The dataset shows responses to the question in Australian Marriage Law Postal Survey 2017. We can see data gathered in different divisions of States and Territories in Australia. The responses are "Yes", "No", "Not clear" and "No response". The table also shows percentage of each answer and total numbers.
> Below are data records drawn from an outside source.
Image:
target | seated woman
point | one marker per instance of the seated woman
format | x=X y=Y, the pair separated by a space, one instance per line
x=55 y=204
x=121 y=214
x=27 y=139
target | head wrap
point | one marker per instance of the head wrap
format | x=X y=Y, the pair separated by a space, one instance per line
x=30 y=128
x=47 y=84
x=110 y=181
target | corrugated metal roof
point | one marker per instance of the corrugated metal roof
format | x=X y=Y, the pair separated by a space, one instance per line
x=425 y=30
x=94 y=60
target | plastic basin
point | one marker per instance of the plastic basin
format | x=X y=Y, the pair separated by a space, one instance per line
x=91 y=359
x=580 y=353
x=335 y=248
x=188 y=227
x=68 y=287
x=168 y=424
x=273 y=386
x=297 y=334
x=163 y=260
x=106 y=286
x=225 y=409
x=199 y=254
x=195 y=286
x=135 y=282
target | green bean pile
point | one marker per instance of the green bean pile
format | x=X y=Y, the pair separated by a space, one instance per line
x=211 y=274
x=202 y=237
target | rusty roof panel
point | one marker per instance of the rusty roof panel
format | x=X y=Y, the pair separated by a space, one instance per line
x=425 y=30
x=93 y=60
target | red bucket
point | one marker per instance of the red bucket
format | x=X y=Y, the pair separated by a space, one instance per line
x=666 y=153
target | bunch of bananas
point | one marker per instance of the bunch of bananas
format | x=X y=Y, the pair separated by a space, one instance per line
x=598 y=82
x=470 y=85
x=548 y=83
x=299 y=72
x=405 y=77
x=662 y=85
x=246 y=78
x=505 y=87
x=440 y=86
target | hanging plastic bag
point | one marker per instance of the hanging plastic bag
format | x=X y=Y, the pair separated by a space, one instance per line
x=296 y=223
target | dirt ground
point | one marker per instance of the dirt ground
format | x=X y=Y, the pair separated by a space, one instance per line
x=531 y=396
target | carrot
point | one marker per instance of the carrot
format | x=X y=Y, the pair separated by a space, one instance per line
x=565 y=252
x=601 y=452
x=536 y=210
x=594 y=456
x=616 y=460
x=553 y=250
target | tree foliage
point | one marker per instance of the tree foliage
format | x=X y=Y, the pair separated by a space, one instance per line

To tidy data I will leave only divisions in the first column. I am going to move State and Territories to another column by adding a variable (as it was shown during the class).I will also remove percentages and total numbers from the table.

```{r}
marriage <- marriage%>%
  mutate(StateTerritory = case_when(str_ends(Division, "Divisions") ~ Division), NA_character_)%>%
  fill(StateTerritory, .direction = "down")
marriage <- filter(marriage, !str_detect(Division, "Division|Australia"))
marriage <- select(marriage, "Division", "Yes", "No", "Response_not_clear", "Non_responding", "StateTerritory")
marriage
```


## Anticipate the End Result

In the final dataframe we will have 4 rows (with answers "Yes", "No","Response_not_clear", "Non_responding") for each division. 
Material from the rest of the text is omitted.